ORAL HYGIENE AND PERIODONTOLOGY

Periodontology is the area of dentistry that is dedicated to the treatment of diseases that affect the supporting tissues of the teeth: gums, bone and periodontal ligament.

What is periodontal disease?

Periodontal disease is a disease that affects the tissues that surround and support the teeth (the periodontium) which include, in addition to the gum, the olveolar bone and other structures responsible for keeping the teeth firmly implanted in the jaws.
Periodontal disease is divided into two major groups: gingivitis and periodontitis.

Gingivitis is the initial form of periodontal disease and superficial inflammation of the gum occurs. It is easily treated with full tissue recovery. However, if untreated, gingivitis can develop into a more serious disease: periodontitis.  

In periodontitis, there is a destruction of the structures that support the tooth (bone and periodontal ligament) due to bacteria and, if left untreated, it can lead to tooth loss. It is known that periodontitis is the main cause of tooth loss in adulthood, the main cause of these diseases being the prolonged presence of plaque and tartar. 

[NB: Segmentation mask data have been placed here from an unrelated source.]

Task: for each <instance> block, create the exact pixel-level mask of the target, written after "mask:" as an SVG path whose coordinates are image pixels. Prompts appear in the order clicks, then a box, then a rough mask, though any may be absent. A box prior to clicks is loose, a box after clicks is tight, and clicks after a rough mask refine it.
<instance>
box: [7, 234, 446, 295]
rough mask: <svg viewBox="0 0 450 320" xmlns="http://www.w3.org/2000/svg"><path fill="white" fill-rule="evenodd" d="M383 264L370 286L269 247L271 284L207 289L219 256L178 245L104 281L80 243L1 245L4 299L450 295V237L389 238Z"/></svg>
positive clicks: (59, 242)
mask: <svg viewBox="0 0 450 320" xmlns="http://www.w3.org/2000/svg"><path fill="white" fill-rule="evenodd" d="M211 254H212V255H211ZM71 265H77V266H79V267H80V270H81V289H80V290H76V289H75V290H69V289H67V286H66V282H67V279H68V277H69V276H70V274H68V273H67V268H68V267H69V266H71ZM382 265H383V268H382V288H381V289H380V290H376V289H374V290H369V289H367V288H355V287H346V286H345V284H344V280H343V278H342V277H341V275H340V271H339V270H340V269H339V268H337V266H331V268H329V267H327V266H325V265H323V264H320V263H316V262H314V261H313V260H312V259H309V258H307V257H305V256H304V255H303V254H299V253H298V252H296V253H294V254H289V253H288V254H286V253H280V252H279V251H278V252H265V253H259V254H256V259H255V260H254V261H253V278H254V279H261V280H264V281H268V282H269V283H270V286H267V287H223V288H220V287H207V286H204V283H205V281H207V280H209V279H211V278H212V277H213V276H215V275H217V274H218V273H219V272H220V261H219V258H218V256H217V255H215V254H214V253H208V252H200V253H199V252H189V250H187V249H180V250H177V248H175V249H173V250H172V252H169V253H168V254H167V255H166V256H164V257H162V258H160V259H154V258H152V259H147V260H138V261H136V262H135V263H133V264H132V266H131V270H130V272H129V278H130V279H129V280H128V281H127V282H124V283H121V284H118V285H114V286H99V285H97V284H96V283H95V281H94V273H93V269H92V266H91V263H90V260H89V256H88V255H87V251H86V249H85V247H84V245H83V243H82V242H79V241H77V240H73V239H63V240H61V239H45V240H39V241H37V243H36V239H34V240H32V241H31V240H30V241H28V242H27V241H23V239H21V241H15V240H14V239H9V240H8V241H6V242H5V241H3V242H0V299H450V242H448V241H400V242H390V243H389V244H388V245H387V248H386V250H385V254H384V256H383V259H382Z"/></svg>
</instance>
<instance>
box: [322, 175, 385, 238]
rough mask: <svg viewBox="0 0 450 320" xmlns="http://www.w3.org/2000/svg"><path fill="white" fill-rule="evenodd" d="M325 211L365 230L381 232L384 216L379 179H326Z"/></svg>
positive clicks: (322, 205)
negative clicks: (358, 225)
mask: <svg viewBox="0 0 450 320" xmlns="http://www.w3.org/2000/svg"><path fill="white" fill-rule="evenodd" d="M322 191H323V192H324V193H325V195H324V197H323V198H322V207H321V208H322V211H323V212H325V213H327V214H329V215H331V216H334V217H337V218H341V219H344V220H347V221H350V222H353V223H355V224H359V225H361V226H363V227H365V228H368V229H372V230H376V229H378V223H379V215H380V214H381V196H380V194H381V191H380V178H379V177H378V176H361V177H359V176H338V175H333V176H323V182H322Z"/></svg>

Generally, these diseases do not cause pain, even in the most advanced cases.

What are the main signs and symptoms of the disease?

  • Spontaneous bleeding or during brushing;
  • red gums;
  • presence of pus in the gums;
  • increased volume in the gums;
  • receding gums;
  • teeth sensitive to cold;
  • change in the position of the teeth;
  • bad breath and/or bad taste in the mouth;
    teeth with mobility

Is periodontal disease hereditary?

Yes. Although the presence of bacteria is always necessary, the severity of the lesions depends on the individual susceptibility of each one, which is a genetically determined characteristic.
Since we can do little to modify genetic predisposition, the way to prevent and treat periodontitis is through plaque control. People who have periodontitis, especially the most severe forms, often know close relatives who are also affected, which represents the family-hereditary character.

At what age does periodontal disease appear?

The most frequent forms appear in adults, starting around the age of 30. Generally, the younger the person, the more likely it is that a severe form of periodontitis will appear and need more care.
It is currently estimated that periodontitis affects almost one in two adults over 35 years.

What is the treatment?

The treatment involves, in the first phase, scaling down and root straightening and, in cases of more advanced periodontitis, there may be a need for periodontal surgery. 

What is the purpose of periodontal treatments?

The main objective of these treatments is to eliminate the bacteria responsible and control the factors that increase the susceptibility to periodontal diseases, such as tobacco and some systemic diseases, creating conditions so that the disease can remain under control in the long term.

Periodontology also aims to treat the sequelae of periodontitis (bone defects) through regenerative surgeries, as well as to correct gum changes (gummy smile or gum recession).

Is periodontal disease cured?

No. The treatment of periodontal disease can halt the progression of the disease, but it cannot cure in order to replace the lost tissue. On the other hand, as periodontitis is a chronic disease, regular maintenance visits are essential. Otherwise, the disease may reactivate again.

How important are maintenance appointments in periodontal disease?

We know that the success of treatment depends on perfect teamwork between the patient and his periodontist dentist. 

A patient with periodontitis should be monitored regularly. The periodicity between maintenance visits is defined by the periodontologist, based on the risk factors of each, in order to reduce the risk of tooth loss.